The Leaway has been a long time coming but soon we should be able to let the landscape do the talking, says Gillian Darley

Gillian Darley index

John Evelyn thought he fully understood the workings of the human body from tables showing the veins and arteries. Enquiring spirit of the 17th century that he was, he’d got the wrong end of the stick.

The connective tissue of the 20th-century city seemed to be the ring road, the peripherique, generating and attracting a huge volume of traffic at immeasurable environmental cost. Only now, in our own century, have we begun to consider other networks, the bones, muscles and nerves of the system, taking the analogy further.

Which brings me to the River Lea. A hefty stack of planning documents, numerous exhibitions and sundry publications, spawned under initiatives ranging from the Thames Gateway (Michael Heseltine) to Design for London (Ken Livingstone) and on to the Olympics, commemorate actions to pull London back east. The Lea Valley, historically a last frontier, the political boundary between London and Essex, and even Hertfordshire, patiently keeps claiming its place in the process.   

The Lea Valley at the Queen Elizabeth Olympic Park

Source: Gillian Darley

The Lea Valley at the Queen Elizabeth Olympic Park last week

 

But I sense a fair wind behind the present Leaway initiative, for all its ups and downs. In 2012 the project, six years in the making, almost came unstuck and most of its promised funding evaporated. In the current version of the three-mile riverside park, the lower Lea, from Stratford to the Thames at Blackwall, the boroughs of Newham and Tower Hamlets, the GLA and the LLDC have been driven along largely by the imagination, tenacity and can-do attitude of 5th Studio, Tom Holbrook’s practice, who kept the motor running. Now they find themselves working for two boroughs, since the LLDC has handed over the leadership role. Now it’s up to the GLA to hold everybody to their word.

The waterways within the Queen Elizabeth Olympic Park were, from the start, key to the landscape plan. The north of the park, around the velodrome, was to act as the lungs and ecological sector within the whole; now the consolidation of riverside cycling and pedestrian routes in the area, as well as the maturing 2012 planting, help to validate that approach. 

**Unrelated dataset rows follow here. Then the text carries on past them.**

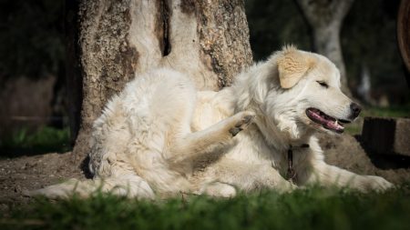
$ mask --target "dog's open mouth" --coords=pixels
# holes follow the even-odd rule
[[[343,123],[350,123],[350,121],[332,117],[317,108],[306,109],[306,115],[313,122],[322,125],[324,128],[339,134],[344,131]]]

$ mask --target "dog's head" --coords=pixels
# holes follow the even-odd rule
[[[259,105],[292,138],[314,130],[343,133],[343,124],[359,115],[360,106],[342,93],[339,70],[326,57],[286,46],[268,64],[273,73],[259,79],[266,91]]]

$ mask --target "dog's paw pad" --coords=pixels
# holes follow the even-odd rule
[[[230,133],[232,135],[232,136],[235,136],[237,134],[239,134],[239,132],[242,131],[243,129],[241,129],[241,127],[233,127],[231,129],[230,129]]]

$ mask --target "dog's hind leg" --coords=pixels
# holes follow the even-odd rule
[[[231,144],[232,137],[245,129],[254,117],[252,112],[241,112],[207,129],[175,138],[169,146],[169,162],[171,165],[192,162],[203,155],[226,147]]]
[[[98,191],[129,198],[153,199],[155,197],[149,185],[136,175],[122,175],[85,181],[70,179],[58,185],[30,191],[26,195],[29,196],[45,195],[48,198],[67,198],[73,195],[88,197]]]

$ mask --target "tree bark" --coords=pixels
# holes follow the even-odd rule
[[[347,85],[340,31],[354,0],[296,0],[313,30],[315,52],[327,56],[340,70],[342,91],[351,95]]]
[[[242,0],[83,0],[77,16],[77,162],[88,153],[92,123],[107,101],[136,74],[167,66],[200,90],[219,90],[252,61]]]

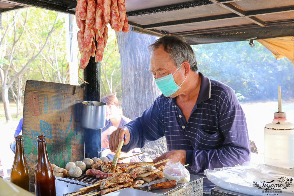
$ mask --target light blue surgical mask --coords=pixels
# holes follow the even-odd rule
[[[175,82],[175,80],[173,76],[176,73],[176,72],[177,72],[181,67],[179,67],[173,74],[171,73],[158,79],[155,79],[155,81],[156,86],[163,95],[166,97],[171,96],[181,88],[181,86],[187,78],[186,76],[179,86]]]

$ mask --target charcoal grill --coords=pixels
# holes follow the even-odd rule
[[[86,172],[83,172],[78,177],[56,176],[55,180],[56,196],[63,196],[69,193],[75,192],[79,188],[92,185],[100,180],[93,176],[86,175]]]
[[[197,196],[203,195],[203,183],[202,178],[203,177],[193,174],[190,174],[190,182],[185,186],[184,186],[184,184],[178,184],[177,186],[173,188],[155,190],[151,191],[151,192],[157,194],[157,195],[164,195],[168,196],[175,196],[179,195]],[[70,177],[55,177],[56,196],[66,196],[70,195],[70,193],[75,192],[78,191],[79,188],[92,185],[99,180],[101,180],[93,176],[86,175],[86,172],[82,172],[81,176],[78,178]],[[149,183],[146,183],[143,185],[143,186],[149,184],[153,184],[168,180],[166,178],[163,177],[155,180]],[[186,186],[186,187],[184,188],[184,186]],[[94,190],[93,192],[96,191],[96,190]],[[118,195],[114,192],[108,193],[107,195],[110,196]]]

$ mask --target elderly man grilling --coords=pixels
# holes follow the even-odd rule
[[[250,160],[245,115],[233,89],[197,72],[192,48],[181,38],[167,36],[150,46],[150,70],[162,94],[142,115],[110,135],[115,151],[142,148],[163,136],[166,159],[189,164],[191,173],[233,166]],[[205,178],[204,190],[215,185]]]

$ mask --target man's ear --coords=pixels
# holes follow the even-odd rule
[[[191,69],[190,69],[190,64],[186,61],[184,61],[183,64],[185,68],[185,76],[187,76],[191,71]]]

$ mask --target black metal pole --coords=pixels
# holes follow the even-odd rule
[[[95,57],[91,56],[89,63],[84,69],[84,80],[86,84],[84,91],[84,100],[101,100],[100,62],[96,63]],[[97,119],[97,120],[98,119]],[[101,130],[85,129],[85,158],[99,158],[101,156]]]

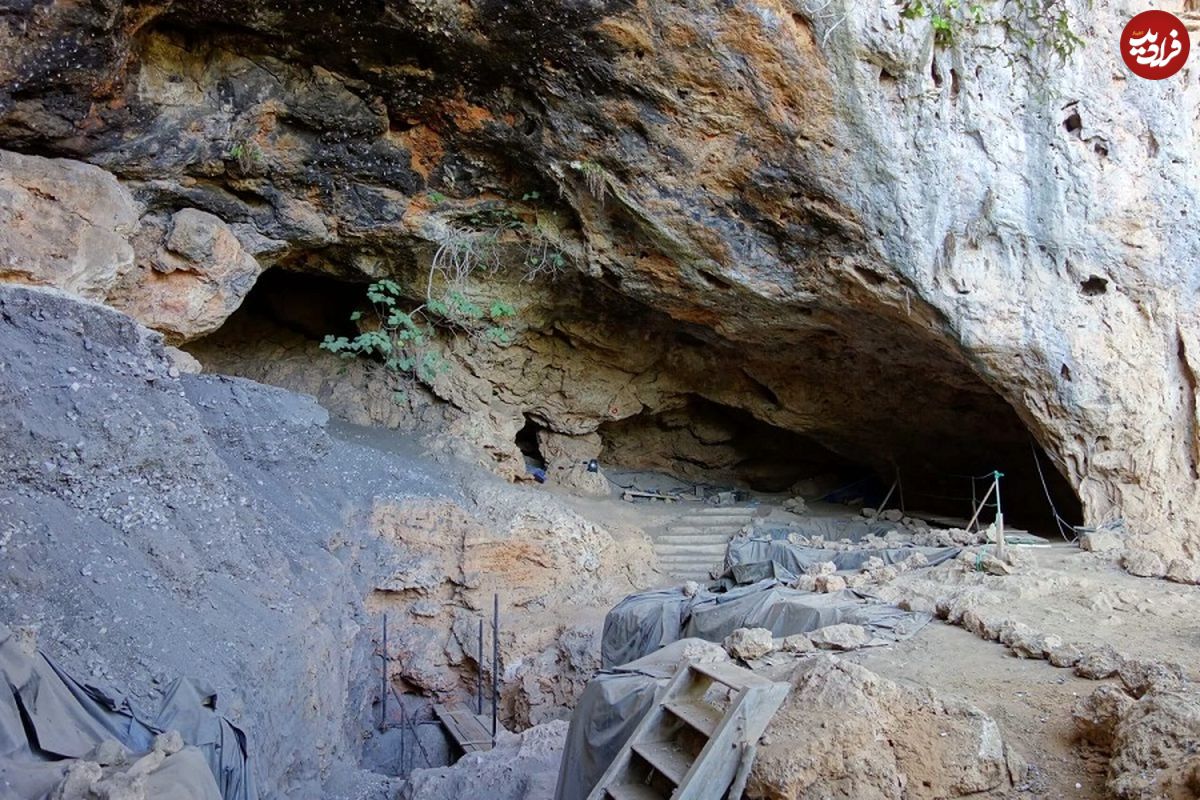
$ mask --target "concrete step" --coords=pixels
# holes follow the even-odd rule
[[[721,524],[721,525],[712,525],[712,524],[709,524],[709,525],[691,525],[691,524],[689,524],[689,525],[680,525],[680,524],[677,524],[677,523],[671,523],[671,524],[667,525],[667,530],[674,530],[674,531],[678,531],[678,533],[682,533],[682,534],[726,534],[727,533],[731,536],[733,534],[738,533],[739,530],[742,530],[742,528],[744,528],[744,525],[725,525],[725,524]]]
[[[664,553],[659,557],[660,564],[708,564],[709,566],[716,566],[719,564],[725,564],[724,558],[713,558],[712,555],[691,555],[689,553]]]
[[[661,558],[664,555],[710,555],[718,560],[725,558],[725,545],[655,545],[654,553]]]
[[[750,513],[684,513],[677,517],[677,522],[708,524],[714,522],[738,522],[745,524],[754,519]]]
[[[715,570],[721,566],[722,561],[713,561],[710,559],[659,559],[659,566],[664,569],[683,570]]]
[[[725,534],[686,534],[679,536],[672,536],[670,534],[662,534],[661,536],[654,537],[655,542],[662,542],[664,545],[728,545],[730,537]]]

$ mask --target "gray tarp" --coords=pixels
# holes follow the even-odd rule
[[[132,753],[151,750],[164,730],[191,745],[146,776],[146,796],[257,800],[246,738],[214,710],[212,692],[179,680],[145,722],[119,696],[80,684],[41,652],[25,652],[0,626],[0,798],[43,800],[71,764],[104,741]],[[6,691],[7,690],[7,691]]]
[[[721,642],[739,627],[766,627],[785,637],[851,622],[883,643],[907,638],[928,621],[928,614],[904,612],[853,590],[817,594],[774,579],[730,591],[701,590],[691,597],[682,589],[658,589],[630,595],[608,612],[600,661],[604,668],[618,667],[682,637]]]
[[[727,660],[707,642],[680,639],[624,667],[595,674],[580,696],[566,730],[554,800],[584,800],[689,655]]]
[[[929,566],[934,566],[953,559],[961,549],[961,547],[916,547],[912,545],[880,549],[824,549],[794,545],[787,541],[787,531],[779,531],[778,534],[755,534],[734,539],[725,551],[725,565],[727,569],[756,567],[758,564],[769,563],[792,575],[802,575],[810,566],[822,561],[833,561],[839,572],[857,572],[871,558],[881,559],[884,564],[895,564],[907,559],[913,553],[920,553],[925,557]],[[745,570],[742,572],[744,573]],[[737,577],[737,572],[734,575]]]

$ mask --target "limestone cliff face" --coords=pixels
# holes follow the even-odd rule
[[[1195,67],[1128,77],[1129,2],[1078,4],[1066,62],[1009,6],[940,47],[842,0],[30,4],[0,16],[0,275],[186,342],[262,270],[419,297],[499,230],[516,342],[448,341],[431,391],[502,469],[527,420],[578,458],[696,402],[908,474],[1032,482],[1032,434],[1163,572],[1200,554]],[[8,188],[61,173],[84,194]],[[47,233],[89,181],[119,211]]]

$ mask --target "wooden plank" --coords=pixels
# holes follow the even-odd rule
[[[683,746],[673,741],[635,741],[634,752],[676,786],[683,782],[692,762],[696,760]]]
[[[762,675],[756,675],[749,669],[734,667],[726,663],[694,663],[691,668],[708,675],[719,684],[725,684],[730,688],[743,688],[745,686],[772,686],[773,681]]]
[[[694,668],[696,666],[712,664],[694,664]],[[738,672],[749,670],[738,669]],[[762,680],[758,675],[755,678]],[[791,688],[787,684],[766,682],[766,686],[748,686],[738,693],[733,705],[721,717],[720,726],[696,758],[696,765],[672,795],[673,800],[719,800],[725,795],[740,769],[743,746],[762,735]]]
[[[433,714],[463,753],[484,752],[492,748],[492,730],[467,709],[450,709],[434,705]]]
[[[670,699],[662,704],[662,708],[706,736],[713,735],[713,732],[716,730],[716,726],[720,724],[722,716],[720,709],[714,708],[708,703],[688,703],[682,699]]]
[[[688,664],[685,662],[678,670],[676,670],[674,678],[672,678],[666,685],[661,697],[671,697],[689,680],[691,680],[691,675],[688,672]],[[664,711],[661,704],[655,703],[647,715],[642,717],[642,721],[637,723],[636,728],[634,728],[634,733],[629,735],[629,739],[622,746],[620,752],[617,753],[617,758],[613,759],[612,764],[608,765],[608,769],[605,770],[605,774],[599,781],[596,781],[595,787],[588,793],[587,800],[605,800],[608,787],[619,786],[625,782],[623,776],[629,769],[630,753],[632,752],[630,744],[638,741],[649,730],[653,730],[662,720],[662,714]]]
[[[659,494],[658,492],[636,492],[634,489],[625,489],[620,494],[620,499],[626,503],[632,503],[635,498],[642,498],[646,500],[662,500],[664,503],[674,503],[676,498],[670,494]]]
[[[607,792],[612,800],[662,800],[661,794],[648,786],[642,786],[641,783],[622,783],[620,786],[610,786]]]

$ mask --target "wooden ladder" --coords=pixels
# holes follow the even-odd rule
[[[685,662],[588,800],[721,800],[734,783],[740,796],[790,688],[730,663]]]

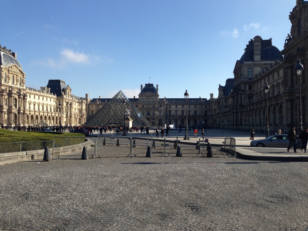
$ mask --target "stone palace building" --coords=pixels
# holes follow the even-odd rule
[[[300,101],[303,126],[308,126],[307,14],[308,1],[297,0],[289,15],[292,25],[282,51],[273,45],[271,38],[256,36],[249,41],[244,54],[235,62],[234,78],[226,79],[224,86],[220,85],[217,98],[212,93],[208,99],[188,98],[188,126],[242,131],[254,127],[263,132],[268,119],[271,134],[278,127],[285,132],[295,126],[298,131]],[[81,125],[111,99],[91,99],[87,94],[84,98],[74,95],[69,85],[60,80],[49,80],[39,90],[27,87],[26,74],[17,56],[0,46],[1,125],[33,125],[41,120],[48,125],[58,124],[60,116],[63,125]],[[294,69],[298,60],[304,67],[300,86]],[[270,88],[267,95],[264,89],[267,83]],[[141,85],[138,98],[129,99],[153,127],[174,124],[184,126],[185,90],[182,98],[160,98],[158,85],[156,87],[147,83]]]

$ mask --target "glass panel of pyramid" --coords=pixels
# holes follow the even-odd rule
[[[129,117],[133,120],[134,127],[151,127],[150,123],[138,111],[135,106],[120,91],[108,103],[85,123],[85,126],[123,125],[124,123],[124,99],[127,103],[125,108],[130,111]],[[127,117],[126,117],[126,119]]]

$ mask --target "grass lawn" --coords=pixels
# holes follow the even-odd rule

The Lea Valley at the Queen Elizabeth Olympic Park

Source: Gillian Darley

The Lea Valley at the Queen Elizabeth Olympic Park last week

 

Holbrook, talking about the Leaway at a recent NLA breakfast event, argued for an approach analogous to stitching torn fabric. Sections of the route, and identifiable intervals along it, both tamed and wild in the landscape sense, offer practical connective tissue between old and new. The park is designed to grow. In the words of Deirdra Armsby, lead planner from the LB of Newham, the Leaway is landscape as a regenerative force, not an afterthought, and driving it is not a role that the private sector would (or should?) consider shouldering.    

Acknowledgement of the industrial, functional history of east London is crucial, the new typified as much by robotics and cutting-edge research (at Here East in the QEOP) as by the grimier cogwheels still turning in Canning Town or the scant reminders of earlier working lives at Three Mills or Cody Dock, a disused and long-forgotten 1870s feature, just off Bow Creek. 

Now a ramped crossing from Bow Locks on to Twelvetrees Bridge, the Poplar Reach Bridge (designed but not yet built) and a through route from the Teviot estate in Poplar to Star Lane DLR station, provided some decades late, are all key stages along the way. Let’s hope that Mayor Khan will put his shoulder to the wheel and help the Leaway outsmart its obstacles, redundant infrastructure and utilities to offer proof that high-quality analysis, backed by strong design, is as essential to the health of the city as the very blood in our veins.